NaviMed-UMB

Local clinical-AI inference on consumer AMD GPUs. Polish LLM releases and an open benchmark method.

Reproduce

To reproduce a run, match the full software stack. A different stack is a different experiment. The values below are the minimum spec. The repository holds the exact dated manifests.

Pinned stack

ComponentPinned value
GPU2× AMD Radeon AI PRO R9700 32 GB (gfx1201, RDNA 4 / Navi 48)
CPU / RAMAMD Ryzen 9 9950X3D · 96 GB DDR5-6000
OS / kernelKubuntu 24.04 · kernel 6.17
ROCm7.2.0
vLLM0.19.0+rocm721
QuantizationAWQ W4A16 (compressed-tensors); llm-compressor 0.10.0.2

Every benchmark JSON record captures the full version set (rocm_version, vllm_version, torch_version, torch_hip_version) plus the complete env-var dictionary. Dated software and system manifests (pip freeze, ROCm, kernel) live under environment/ in the repository.

Mandatory gfx1201 environment variables

These variables are required on this platform. They are public engineering content.

unset PYTORCH_ALLOC_CONF
export VLLM_ROCM_USE_AITER=0
export AMD_SERIALIZE_KERNEL=1            # NOT 3, rejected by current PyTorch
export HIP_LAUNCH_BLOCKING=1
export ROCR_VISIBLE_DEVICES=0,1          # exclude the iGPU (RAPHAEL)
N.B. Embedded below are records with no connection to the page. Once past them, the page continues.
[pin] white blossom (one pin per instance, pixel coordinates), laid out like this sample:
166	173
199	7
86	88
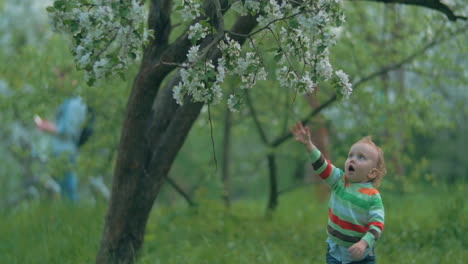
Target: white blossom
343	82
192	55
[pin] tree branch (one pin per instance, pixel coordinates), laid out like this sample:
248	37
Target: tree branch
281	139
431	4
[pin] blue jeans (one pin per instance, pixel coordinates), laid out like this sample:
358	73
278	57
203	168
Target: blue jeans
370	259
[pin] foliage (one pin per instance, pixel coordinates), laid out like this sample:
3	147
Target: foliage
428	224
301	31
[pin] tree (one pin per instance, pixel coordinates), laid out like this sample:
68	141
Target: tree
180	71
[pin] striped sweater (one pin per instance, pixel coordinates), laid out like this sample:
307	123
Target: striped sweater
355	210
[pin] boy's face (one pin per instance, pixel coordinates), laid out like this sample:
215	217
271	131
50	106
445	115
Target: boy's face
360	166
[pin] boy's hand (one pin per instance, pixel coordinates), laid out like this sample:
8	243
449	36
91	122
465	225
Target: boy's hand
357	249
302	135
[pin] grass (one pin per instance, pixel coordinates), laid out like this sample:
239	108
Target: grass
426	226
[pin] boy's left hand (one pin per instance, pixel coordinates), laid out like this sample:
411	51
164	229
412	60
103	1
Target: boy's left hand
357	249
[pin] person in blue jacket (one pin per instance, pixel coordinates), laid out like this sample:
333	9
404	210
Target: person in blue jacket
66	130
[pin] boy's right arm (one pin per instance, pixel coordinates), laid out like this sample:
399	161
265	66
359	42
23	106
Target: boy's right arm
324	168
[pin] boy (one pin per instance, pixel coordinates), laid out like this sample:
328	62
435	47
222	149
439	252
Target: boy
355	213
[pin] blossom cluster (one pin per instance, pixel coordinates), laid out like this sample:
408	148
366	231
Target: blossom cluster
342	81
106	35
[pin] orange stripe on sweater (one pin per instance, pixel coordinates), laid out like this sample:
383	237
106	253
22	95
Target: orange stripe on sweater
368	191
350	226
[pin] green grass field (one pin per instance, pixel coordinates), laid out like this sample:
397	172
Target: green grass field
426	226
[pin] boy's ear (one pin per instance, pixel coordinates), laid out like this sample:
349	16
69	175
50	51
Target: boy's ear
373	173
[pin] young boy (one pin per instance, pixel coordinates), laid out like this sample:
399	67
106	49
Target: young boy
355	212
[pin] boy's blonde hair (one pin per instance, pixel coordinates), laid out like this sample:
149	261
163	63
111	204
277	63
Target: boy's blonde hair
380	161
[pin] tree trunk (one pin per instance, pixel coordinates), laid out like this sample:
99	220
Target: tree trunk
226	177
273	198
153	132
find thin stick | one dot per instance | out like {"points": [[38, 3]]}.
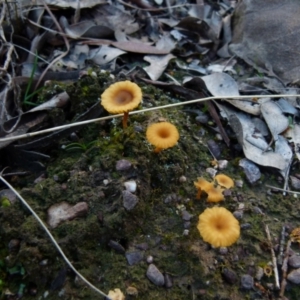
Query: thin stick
{"points": [[284, 269], [276, 188], [274, 261], [51, 237], [23, 136]]}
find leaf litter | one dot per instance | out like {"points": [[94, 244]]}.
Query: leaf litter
{"points": [[173, 44]]}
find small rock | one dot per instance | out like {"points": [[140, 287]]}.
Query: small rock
{"points": [[251, 170], [186, 216], [182, 179], [134, 257], [116, 246], [186, 225], [247, 282], [123, 165], [245, 226], [239, 183], [149, 259], [8, 194], [222, 164], [223, 250], [129, 200], [257, 210], [211, 172], [294, 261], [130, 186], [229, 276], [142, 246], [259, 273], [238, 214], [295, 182], [185, 232], [168, 281], [214, 148], [61, 212], [132, 291], [294, 276], [155, 276]]}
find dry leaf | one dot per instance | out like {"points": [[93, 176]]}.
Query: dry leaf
{"points": [[157, 65]]}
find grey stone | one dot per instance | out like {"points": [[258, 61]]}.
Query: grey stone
{"points": [[123, 165], [155, 276], [186, 216], [294, 276], [63, 211], [229, 276], [251, 170], [129, 200], [134, 257], [247, 282], [294, 261]]}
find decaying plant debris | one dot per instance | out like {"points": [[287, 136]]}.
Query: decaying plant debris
{"points": [[127, 216]]}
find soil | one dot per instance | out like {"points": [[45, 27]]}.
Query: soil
{"points": [[95, 244]]}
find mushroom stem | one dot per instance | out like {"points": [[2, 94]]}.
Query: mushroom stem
{"points": [[125, 118]]}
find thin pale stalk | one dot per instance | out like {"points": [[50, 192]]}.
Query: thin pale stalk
{"points": [[23, 136], [51, 237]]}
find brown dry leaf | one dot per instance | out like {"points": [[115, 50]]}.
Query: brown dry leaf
{"points": [[129, 46], [157, 65], [64, 3], [266, 36], [104, 54]]}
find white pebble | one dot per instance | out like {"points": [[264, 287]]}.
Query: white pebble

Mandatory model-construction flag

For every model with hybrid attention, enforce_eager=True is mandatory. The default CUDA-graph capture crashes with HSA_STATUS_ERROR_INVALID_PACKET_FORMAT on gfx1201. This is a runtime constraint, not a model defect.

Serving a released model

The released AWQ checkpoints ship vLLM usage snippets for two platforms on their HuggingFace cards: AMD ROCm validated, NVIDIA portable via the awq_marlin kernel. On this platform, a single-card variant is served roughly as below. The model card gives the exact per-variant invocation.
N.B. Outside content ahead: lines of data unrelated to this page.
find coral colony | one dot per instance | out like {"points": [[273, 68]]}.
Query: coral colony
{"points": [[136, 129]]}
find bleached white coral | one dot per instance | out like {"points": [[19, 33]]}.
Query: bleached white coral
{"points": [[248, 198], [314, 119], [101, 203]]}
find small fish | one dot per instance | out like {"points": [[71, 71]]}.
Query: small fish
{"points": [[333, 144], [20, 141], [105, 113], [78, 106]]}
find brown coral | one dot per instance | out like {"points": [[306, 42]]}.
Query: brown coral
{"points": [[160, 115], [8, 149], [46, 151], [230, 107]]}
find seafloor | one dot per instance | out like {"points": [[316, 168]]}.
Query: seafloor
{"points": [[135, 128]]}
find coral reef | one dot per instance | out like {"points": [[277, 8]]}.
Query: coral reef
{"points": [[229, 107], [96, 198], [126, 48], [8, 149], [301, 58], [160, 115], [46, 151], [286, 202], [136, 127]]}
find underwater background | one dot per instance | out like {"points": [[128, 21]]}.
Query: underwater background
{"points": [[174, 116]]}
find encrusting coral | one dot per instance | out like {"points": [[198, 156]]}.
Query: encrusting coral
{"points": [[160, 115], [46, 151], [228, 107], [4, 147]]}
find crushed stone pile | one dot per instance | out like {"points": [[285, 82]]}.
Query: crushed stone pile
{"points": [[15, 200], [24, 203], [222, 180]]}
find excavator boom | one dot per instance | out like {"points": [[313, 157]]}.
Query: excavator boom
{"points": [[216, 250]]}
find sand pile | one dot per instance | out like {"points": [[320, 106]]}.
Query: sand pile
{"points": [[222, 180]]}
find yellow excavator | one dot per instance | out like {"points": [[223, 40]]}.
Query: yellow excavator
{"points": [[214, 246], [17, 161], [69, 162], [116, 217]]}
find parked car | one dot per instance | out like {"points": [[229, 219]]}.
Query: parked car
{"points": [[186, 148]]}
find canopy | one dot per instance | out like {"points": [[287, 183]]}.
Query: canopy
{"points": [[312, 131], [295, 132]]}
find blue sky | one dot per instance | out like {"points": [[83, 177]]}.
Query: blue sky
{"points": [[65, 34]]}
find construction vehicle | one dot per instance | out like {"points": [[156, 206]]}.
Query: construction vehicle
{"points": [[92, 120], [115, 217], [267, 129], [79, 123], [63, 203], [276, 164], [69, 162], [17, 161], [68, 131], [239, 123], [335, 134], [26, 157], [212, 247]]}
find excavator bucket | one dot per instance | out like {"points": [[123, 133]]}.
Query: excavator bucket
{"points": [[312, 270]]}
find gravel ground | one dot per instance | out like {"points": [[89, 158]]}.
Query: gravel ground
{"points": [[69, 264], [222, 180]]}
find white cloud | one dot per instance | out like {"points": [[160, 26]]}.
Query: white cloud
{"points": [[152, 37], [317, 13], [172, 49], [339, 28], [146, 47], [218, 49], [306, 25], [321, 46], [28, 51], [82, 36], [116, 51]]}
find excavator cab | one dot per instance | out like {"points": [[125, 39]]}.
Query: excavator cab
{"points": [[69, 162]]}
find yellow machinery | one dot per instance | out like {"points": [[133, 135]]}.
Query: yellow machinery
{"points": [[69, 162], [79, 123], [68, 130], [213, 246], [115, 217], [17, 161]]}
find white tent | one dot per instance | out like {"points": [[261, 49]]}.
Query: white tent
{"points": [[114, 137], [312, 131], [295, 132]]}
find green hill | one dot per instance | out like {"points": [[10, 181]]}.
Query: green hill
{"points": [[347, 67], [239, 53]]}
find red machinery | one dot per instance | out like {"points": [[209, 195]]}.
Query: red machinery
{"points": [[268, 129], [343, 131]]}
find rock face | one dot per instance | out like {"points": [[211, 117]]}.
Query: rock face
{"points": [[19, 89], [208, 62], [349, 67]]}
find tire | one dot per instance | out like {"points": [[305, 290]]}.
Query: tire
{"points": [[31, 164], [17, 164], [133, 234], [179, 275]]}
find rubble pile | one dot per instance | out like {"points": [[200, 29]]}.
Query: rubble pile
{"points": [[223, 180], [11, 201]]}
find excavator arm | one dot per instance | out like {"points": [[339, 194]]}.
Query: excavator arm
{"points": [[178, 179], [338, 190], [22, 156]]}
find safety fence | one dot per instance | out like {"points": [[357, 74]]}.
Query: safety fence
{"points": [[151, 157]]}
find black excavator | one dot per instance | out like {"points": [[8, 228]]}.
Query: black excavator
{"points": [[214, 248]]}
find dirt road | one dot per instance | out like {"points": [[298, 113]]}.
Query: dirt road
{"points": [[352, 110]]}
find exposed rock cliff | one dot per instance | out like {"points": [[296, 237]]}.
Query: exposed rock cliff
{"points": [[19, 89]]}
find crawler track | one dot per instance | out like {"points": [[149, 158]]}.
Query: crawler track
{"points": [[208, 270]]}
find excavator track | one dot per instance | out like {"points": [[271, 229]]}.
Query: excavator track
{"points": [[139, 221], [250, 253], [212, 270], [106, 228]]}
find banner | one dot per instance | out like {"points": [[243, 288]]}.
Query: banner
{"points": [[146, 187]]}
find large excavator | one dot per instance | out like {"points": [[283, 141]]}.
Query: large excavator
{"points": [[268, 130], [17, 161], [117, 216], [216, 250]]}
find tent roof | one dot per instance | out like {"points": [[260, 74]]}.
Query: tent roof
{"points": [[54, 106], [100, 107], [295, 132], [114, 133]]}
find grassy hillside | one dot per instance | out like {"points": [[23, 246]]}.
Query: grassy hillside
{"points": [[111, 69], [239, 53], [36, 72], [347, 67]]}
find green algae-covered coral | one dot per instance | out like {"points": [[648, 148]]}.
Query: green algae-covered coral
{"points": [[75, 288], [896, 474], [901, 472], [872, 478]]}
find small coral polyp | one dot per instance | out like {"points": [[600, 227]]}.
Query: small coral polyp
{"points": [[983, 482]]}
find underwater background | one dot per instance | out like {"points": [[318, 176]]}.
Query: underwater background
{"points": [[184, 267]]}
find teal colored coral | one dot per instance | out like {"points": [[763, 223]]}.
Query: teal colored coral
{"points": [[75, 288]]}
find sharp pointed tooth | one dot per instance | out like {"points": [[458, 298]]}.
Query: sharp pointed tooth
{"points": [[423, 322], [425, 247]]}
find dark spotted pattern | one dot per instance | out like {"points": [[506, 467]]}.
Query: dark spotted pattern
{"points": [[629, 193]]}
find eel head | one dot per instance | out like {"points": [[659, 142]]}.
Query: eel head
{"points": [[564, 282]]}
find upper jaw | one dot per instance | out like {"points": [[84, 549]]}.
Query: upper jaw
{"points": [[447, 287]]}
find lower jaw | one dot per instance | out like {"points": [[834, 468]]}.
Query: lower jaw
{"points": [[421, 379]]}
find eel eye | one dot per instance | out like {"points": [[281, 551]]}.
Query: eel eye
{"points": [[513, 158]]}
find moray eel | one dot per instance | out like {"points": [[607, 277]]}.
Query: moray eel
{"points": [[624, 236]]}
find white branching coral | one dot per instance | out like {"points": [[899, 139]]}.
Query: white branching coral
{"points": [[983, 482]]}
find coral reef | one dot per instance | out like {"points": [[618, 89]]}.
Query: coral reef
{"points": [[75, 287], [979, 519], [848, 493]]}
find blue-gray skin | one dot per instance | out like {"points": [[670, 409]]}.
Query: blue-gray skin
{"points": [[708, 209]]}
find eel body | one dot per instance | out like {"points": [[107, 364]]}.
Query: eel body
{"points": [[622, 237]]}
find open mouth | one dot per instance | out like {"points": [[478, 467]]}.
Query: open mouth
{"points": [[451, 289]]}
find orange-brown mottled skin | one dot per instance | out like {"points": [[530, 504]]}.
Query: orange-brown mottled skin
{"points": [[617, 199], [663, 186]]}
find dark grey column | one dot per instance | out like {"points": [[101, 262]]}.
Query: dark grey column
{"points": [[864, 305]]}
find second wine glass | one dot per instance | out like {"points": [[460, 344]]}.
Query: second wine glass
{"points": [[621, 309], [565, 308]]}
# after exporting the gfx1201 env-var floor above
vllm serve mozarcik/Llama-PLLuM-8B-chat-2512-awq \
  --tensor-parallel-size 1 \
  --max-model-len 2048 \
  --enforce-eager

Sanity checks go to the /v1/completions endpoint with the chat template bypassed. See Results for why.
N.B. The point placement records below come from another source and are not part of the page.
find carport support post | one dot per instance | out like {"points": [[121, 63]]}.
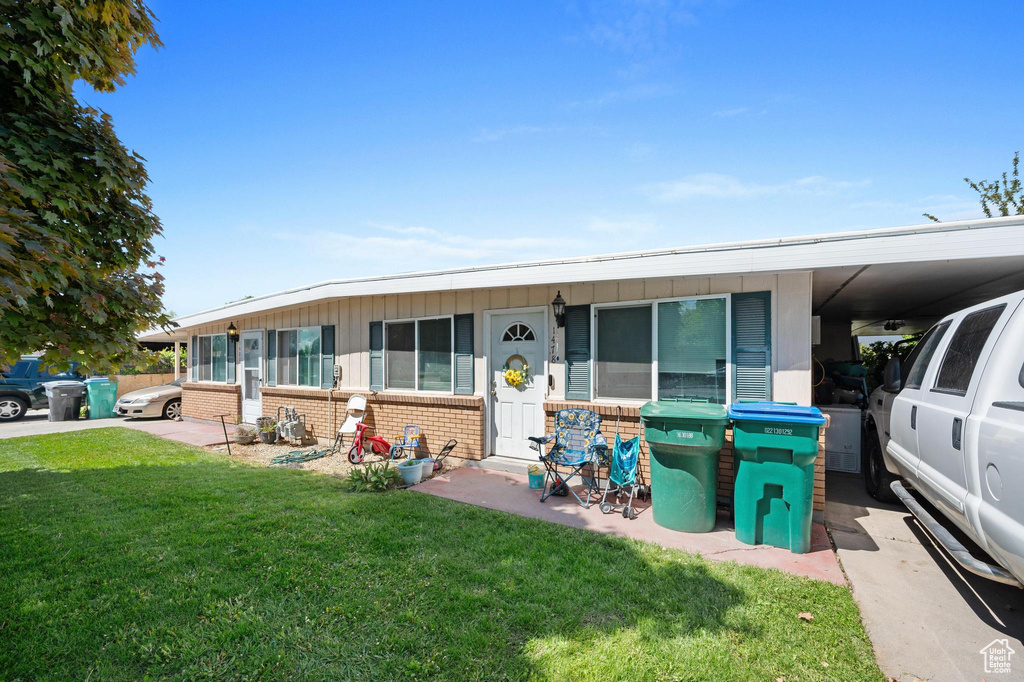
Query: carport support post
{"points": [[177, 363]]}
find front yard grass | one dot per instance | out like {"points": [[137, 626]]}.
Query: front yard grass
{"points": [[125, 556]]}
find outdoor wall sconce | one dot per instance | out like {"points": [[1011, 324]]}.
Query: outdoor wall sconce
{"points": [[558, 306]]}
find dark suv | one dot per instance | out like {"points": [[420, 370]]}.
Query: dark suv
{"points": [[22, 387]]}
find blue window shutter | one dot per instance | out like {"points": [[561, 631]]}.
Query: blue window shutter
{"points": [[464, 354], [327, 356], [752, 346], [377, 356], [229, 375], [271, 357], [578, 352]]}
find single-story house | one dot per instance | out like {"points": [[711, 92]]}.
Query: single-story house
{"points": [[720, 322]]}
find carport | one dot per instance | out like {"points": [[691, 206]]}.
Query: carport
{"points": [[927, 617]]}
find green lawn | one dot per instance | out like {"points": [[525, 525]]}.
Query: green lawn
{"points": [[124, 556]]}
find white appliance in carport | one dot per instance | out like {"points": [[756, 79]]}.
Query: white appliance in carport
{"points": [[843, 438]]}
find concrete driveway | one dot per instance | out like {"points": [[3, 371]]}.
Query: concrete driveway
{"points": [[35, 423], [927, 617]]}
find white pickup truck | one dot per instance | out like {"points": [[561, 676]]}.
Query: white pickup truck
{"points": [[949, 420]]}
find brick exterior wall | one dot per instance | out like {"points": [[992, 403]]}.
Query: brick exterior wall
{"points": [[439, 417], [206, 401], [630, 427]]}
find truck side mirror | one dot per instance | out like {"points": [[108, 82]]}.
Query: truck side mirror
{"points": [[891, 376]]}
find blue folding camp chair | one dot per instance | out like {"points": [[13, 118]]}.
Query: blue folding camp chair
{"points": [[574, 445]]}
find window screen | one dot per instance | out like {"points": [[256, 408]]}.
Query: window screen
{"points": [[964, 350], [624, 352], [309, 356], [691, 349], [918, 360], [434, 359], [288, 357], [218, 356], [400, 355]]}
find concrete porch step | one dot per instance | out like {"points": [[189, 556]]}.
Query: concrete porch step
{"points": [[504, 464]]}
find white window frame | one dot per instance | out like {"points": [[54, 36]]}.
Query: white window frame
{"points": [[595, 307], [276, 345], [416, 354], [199, 367]]}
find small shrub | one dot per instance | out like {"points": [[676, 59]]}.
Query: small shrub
{"points": [[373, 478]]}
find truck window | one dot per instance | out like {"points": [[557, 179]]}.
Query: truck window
{"points": [[916, 363], [962, 355]]}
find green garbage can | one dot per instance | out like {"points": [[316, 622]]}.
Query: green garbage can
{"points": [[774, 444], [100, 395], [684, 436]]}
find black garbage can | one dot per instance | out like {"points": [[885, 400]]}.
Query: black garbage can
{"points": [[66, 399]]}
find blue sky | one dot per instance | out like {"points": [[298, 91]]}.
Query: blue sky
{"points": [[326, 140]]}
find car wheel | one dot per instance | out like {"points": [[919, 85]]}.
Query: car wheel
{"points": [[172, 410], [12, 409], [877, 477]]}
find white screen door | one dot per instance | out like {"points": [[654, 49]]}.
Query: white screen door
{"points": [[516, 412], [252, 375]]}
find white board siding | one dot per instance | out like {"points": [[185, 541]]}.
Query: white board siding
{"points": [[351, 316]]}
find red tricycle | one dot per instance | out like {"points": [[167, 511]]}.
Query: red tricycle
{"points": [[407, 445]]}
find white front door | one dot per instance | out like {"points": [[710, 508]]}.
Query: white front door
{"points": [[252, 375], [516, 412]]}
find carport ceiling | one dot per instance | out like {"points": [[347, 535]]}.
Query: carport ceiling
{"points": [[919, 293]]}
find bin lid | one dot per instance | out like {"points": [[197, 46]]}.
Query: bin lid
{"points": [[685, 409], [766, 411], [66, 386]]}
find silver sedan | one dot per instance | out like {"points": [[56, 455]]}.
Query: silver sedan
{"points": [[153, 401]]}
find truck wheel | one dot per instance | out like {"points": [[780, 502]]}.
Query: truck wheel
{"points": [[877, 477], [12, 409]]}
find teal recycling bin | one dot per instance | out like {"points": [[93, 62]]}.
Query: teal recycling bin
{"points": [[100, 395], [775, 445]]}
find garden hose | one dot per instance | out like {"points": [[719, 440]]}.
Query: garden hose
{"points": [[299, 456]]}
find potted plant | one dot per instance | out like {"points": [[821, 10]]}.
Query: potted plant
{"points": [[245, 434], [411, 471], [268, 432]]}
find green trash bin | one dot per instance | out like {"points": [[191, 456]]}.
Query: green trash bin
{"points": [[775, 445], [100, 395], [684, 436]]}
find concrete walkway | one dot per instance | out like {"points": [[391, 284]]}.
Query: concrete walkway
{"points": [[35, 423], [511, 493], [927, 617]]}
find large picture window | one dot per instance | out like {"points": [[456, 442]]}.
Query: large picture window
{"points": [[299, 356], [692, 349], [624, 352], [418, 354], [686, 340], [211, 357]]}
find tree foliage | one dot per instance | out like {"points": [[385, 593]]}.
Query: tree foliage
{"points": [[77, 262], [1005, 195]]}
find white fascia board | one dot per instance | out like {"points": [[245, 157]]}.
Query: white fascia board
{"points": [[932, 242]]}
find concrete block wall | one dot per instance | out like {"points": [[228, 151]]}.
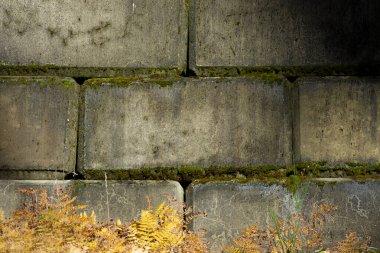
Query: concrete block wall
{"points": [[180, 90]]}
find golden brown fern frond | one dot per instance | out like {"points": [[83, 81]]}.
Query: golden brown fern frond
{"points": [[352, 243], [157, 230]]}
What you can reproduce from public artifacts

The Phase 2 numerical results (per-N throughput, latency distributions, energy per token) and the figures needed to reproduce the scaling analysis are held back until the papers are published. The raw results tree (benchmarks/results/) is gitignored and kept locally only.